German cover:
Strange translation choice abounds here – I read this as “Thoughts about Christa T,” but the novel does discuss the word “Sehnsucht” a few times as well. So who knows!
(Photo: https://www.amazon.com/Nachdenken-Uber-Christa-T-German/dp/3630610315)
An odd little book from an East German writer, this book feels in some ways similar to Elena Ferrante, especially the earlier novels from the Neapolitan Novels, as well as novels by Magda Szabo. It’s a curious book for numerous reasons. One, it’s a book that appears on David Bowie’s 100 books every one should read list that Duncan Jones put out a year or so after his father died. This list, among other things, is both eclectic and curated, but also quite good. Two, it’s a book that was published in East Germany, and while every book is both a reflection of and a critique the culture that produces it, it’s not exactly a dire critique of the country. Nevertheless, it was moderately suppressed within the East (specifically it was in a kind of restricted/limited release), and unlike other, say Soviet or Communist literature, it’s actually quite striking and interesting as a novel, so much as an artifact. And my language is imprecise: this is not a Communist text, just simply a text produced within a Communist country and a text that does not happen to be expressly anti-Communist in its make up.
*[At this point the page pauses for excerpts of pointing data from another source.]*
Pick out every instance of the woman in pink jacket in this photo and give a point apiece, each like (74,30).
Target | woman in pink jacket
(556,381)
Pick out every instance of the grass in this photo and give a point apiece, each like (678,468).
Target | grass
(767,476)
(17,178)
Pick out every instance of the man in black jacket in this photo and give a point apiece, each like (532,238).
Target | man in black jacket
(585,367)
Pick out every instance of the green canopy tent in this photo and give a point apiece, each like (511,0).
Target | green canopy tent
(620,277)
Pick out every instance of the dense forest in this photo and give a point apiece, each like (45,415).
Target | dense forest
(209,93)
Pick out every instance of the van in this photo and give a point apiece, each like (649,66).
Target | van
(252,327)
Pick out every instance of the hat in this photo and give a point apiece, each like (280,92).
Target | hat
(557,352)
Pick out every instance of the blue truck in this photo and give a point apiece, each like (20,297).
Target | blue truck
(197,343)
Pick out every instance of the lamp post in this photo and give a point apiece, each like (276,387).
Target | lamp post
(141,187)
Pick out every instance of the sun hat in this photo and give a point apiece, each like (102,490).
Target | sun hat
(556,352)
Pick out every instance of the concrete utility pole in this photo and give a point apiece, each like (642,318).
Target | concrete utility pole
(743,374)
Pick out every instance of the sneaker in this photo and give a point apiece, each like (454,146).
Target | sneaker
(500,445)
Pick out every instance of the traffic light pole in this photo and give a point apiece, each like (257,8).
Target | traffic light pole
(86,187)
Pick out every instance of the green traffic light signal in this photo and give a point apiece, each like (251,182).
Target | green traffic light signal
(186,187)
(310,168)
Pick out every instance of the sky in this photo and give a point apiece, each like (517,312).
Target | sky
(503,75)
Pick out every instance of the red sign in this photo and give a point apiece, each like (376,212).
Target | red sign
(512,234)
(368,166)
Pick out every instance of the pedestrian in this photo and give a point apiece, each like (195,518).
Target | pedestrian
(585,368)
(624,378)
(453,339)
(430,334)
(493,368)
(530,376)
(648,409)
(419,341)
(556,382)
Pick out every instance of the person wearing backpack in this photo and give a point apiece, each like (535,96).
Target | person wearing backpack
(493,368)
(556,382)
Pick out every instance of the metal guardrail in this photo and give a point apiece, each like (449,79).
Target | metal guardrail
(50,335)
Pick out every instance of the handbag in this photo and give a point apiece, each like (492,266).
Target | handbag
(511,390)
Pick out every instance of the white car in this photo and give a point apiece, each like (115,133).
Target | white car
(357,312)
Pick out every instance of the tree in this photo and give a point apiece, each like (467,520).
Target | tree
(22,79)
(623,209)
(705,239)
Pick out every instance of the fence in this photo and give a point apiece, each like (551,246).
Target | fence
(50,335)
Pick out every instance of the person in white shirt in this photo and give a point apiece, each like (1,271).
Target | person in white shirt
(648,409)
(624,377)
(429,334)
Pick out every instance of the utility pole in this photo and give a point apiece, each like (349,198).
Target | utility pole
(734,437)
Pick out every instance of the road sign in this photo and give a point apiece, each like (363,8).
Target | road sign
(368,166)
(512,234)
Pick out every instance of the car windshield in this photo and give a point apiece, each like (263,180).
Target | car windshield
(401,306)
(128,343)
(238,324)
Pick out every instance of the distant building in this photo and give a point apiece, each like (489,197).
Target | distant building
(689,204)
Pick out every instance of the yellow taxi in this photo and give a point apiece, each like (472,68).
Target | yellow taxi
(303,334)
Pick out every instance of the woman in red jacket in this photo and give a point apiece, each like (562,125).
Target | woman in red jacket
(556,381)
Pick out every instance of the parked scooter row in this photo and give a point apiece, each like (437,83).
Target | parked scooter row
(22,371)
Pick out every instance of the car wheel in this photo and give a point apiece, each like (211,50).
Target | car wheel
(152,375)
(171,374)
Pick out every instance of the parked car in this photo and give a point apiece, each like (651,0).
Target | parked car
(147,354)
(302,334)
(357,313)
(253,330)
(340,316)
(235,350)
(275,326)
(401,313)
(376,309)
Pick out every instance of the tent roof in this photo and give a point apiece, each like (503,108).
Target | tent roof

It’s a book about female friendship, specifically two women who knew each other as girls and then later as young women in college. This is also a fragmented or impressionistic set of vignettes, conversations, and abstract-feeling scenes that do not fully meet up in a fully formed plot, so much as the collections of connections made by the narrator as she considers her friendship. It’s strange, interested, slightly frustrated and confused read, and it’s also deeply sympathetic and probing.
Here’s an example of the text:
What does the world need to become perfect?
This and this alone was the question which wrapped up in herself; but more deeply still it was the presumptuous hope that she, Christa T. herself, might be necessary for the world’s perfection. Nothing less than this could validate her life; the presumption is, of course, a daring one, and the great danger was that she might overtax herself. They weren’t empty, the warnings that came from her sister, who has stayed loyal to her village school and is even on the verge of a sensible marriage. Christa T., in the letters she writes to her, vacillates between envious admiration–how efficient she is, her sister, she gets a hold on life, doesn’t abandon herself to fruitless pondering–and the reproach that her sister is satisfied too easily and too, is resigning herself, not getting out of herself all that she might.